Whether the petitioner received a Range I or II sentence would depend, in part, on whether he would qualify as a persistent offender under the older act. The 1982 Act defines a persistent offender differently than the 1989 Act; it excludes from consideration certain convictions that are over five years old and others that are over ten years old. Tenn. Code Ann. § 40-35-106 (repealed 1989). In contrast, the 1989 Act considers "[a]ll prior felony convictions including those occurring prior to November 1, 1989." Tenn. Code Ann. § 40-35-107(b)(2). That the defendant likely qualifies as a persistent offender under the 1989 Act does not necessarily mean that he would be so classified under the 1982 Act.

If the petitioner were a standard offender under the 1982 Act and received a Range I sentence, the maximum he could be sentenced to would be thirty years with a release eligibility of thirty percent. Tenn. Code Ann. § 40-35-501(repealed 1989). Thus, even though the amount of time ordered under both acts would be the same (thirty years), the 1989 Act imposes a release eligibility of forty-five percent, whereas the 1982 Act imposes a thirty percent release eligibility.

"[T]he repeal of parole eligibility standards previously available to an inmate implicates the Ex Post Facto Clause if the effect of the repeal is to impose a greater or more severe punishment than was proscribed by law at the time of the offense." Kaylor v. Bradley, 912 S.W.2d 728, 732 (Tenn.App. 1995). See also Lynce v. Mathis, ___ U.S. ___, 117 S.Ct. 891 (1997); Weaver v. Graham, 450 U.S. 24 (1981).

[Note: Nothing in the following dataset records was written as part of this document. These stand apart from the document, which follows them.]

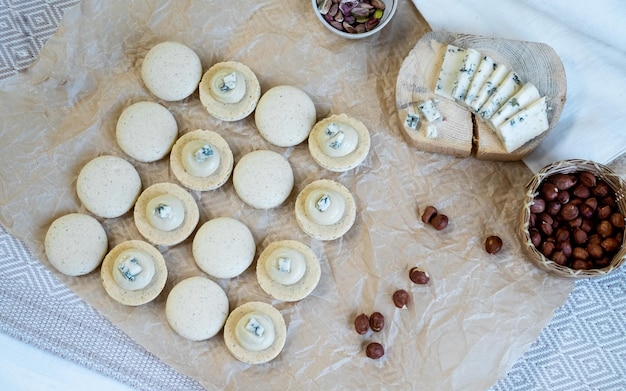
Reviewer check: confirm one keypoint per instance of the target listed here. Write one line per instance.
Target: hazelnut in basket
(573, 219)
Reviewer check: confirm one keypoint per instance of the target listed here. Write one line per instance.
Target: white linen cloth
(588, 37)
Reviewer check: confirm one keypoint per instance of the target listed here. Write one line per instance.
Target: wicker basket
(566, 167)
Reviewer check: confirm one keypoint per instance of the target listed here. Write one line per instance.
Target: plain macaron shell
(171, 71)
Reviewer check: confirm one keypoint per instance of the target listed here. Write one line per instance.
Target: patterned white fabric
(583, 348)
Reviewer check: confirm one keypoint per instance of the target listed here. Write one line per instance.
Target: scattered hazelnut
(374, 350)
(439, 222)
(377, 321)
(418, 276)
(428, 214)
(401, 298)
(362, 324)
(493, 244)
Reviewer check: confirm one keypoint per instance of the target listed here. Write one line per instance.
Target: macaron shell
(213, 181)
(108, 186)
(263, 356)
(140, 296)
(263, 179)
(325, 232)
(297, 291)
(146, 131)
(166, 238)
(171, 71)
(342, 163)
(230, 111)
(285, 116)
(223, 247)
(197, 308)
(75, 244)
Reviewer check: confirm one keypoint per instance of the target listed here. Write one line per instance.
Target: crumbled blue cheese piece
(255, 327)
(464, 77)
(323, 203)
(284, 264)
(485, 68)
(524, 126)
(452, 62)
(163, 211)
(509, 87)
(203, 153)
(429, 110)
(130, 268)
(525, 96)
(431, 131)
(229, 82)
(412, 121)
(489, 86)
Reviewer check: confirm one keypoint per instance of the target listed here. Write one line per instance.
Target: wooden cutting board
(461, 132)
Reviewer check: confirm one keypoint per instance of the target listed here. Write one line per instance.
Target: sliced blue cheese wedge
(452, 62)
(527, 124)
(489, 86)
(429, 110)
(485, 68)
(464, 77)
(525, 96)
(503, 92)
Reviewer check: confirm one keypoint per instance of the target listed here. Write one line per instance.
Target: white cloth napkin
(589, 38)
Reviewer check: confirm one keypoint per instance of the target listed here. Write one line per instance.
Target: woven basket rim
(532, 186)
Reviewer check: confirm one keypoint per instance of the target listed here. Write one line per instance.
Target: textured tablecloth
(583, 347)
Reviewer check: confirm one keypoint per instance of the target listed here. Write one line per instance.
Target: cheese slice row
(515, 110)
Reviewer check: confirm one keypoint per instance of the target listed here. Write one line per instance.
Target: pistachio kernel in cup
(352, 16)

A remand is the proper remedy. The trial court must impose the lesser of the two possible sentences. The sentencing should be based on findings of fact, including how the trial court arrived at the specific offender classification as well as what enhancement factors applied.


The petitioner argues the state has no right to appeal the post-conviction court's determination, relying on the statute governing when the state may appeal a sentencing determination. See Tenn. Code Ann. § 40-35-402. The post-conviction ruling, however, is governed by Tenn. Code Ann. § 40-30-122 (repealed 1995), which provides as follows:

The order granting or denying relief under the provisions of this chapter shall be deemed a final judgment and an appeal may be taken to the court of criminal appeals in the manner prescribed by the Tennessee Rules of Appellate Procedure.

Thus, the state has a right to appeal the trial court's granting of post-conviction relief. Tenn. R. App. 3.

The state argues the post-conviction court had no jurisdiction to modify the final judgment of the trial court, insisting that "the post-conviction court's action amounted to it going behind the lawfully entered verdict of the jury, and reinterpreting the evidence to come up with a new verdict under the 1989 sentencing act." Our court has rejected the notion that a post-conviction court may not correct an unconstitutional sentence:

The Post-Conviction Procedure Act was created to address and remedy constitutional wrongdoing in the conviction or sentencing process. . . . Effectively, this act provides procedural authority for a court to reopen the original case in order to right a constitutional wrong. . . . Therefore, in some circumstances when the remedy requires a new trial, a case is returned to the pretrial stage, while in other circumstances the remedy does not require a new trial, but may require returning a case to the presentencing stage.

Sills v. State, 884 S.W.2d 139, 142-43 (Tenn.Crim.App. 1994) (footnote omitted).

We continue to adhere to that view.

Accordingly, the judgment of the trial court is reversed. This cause is remanded for a calculation of sentence.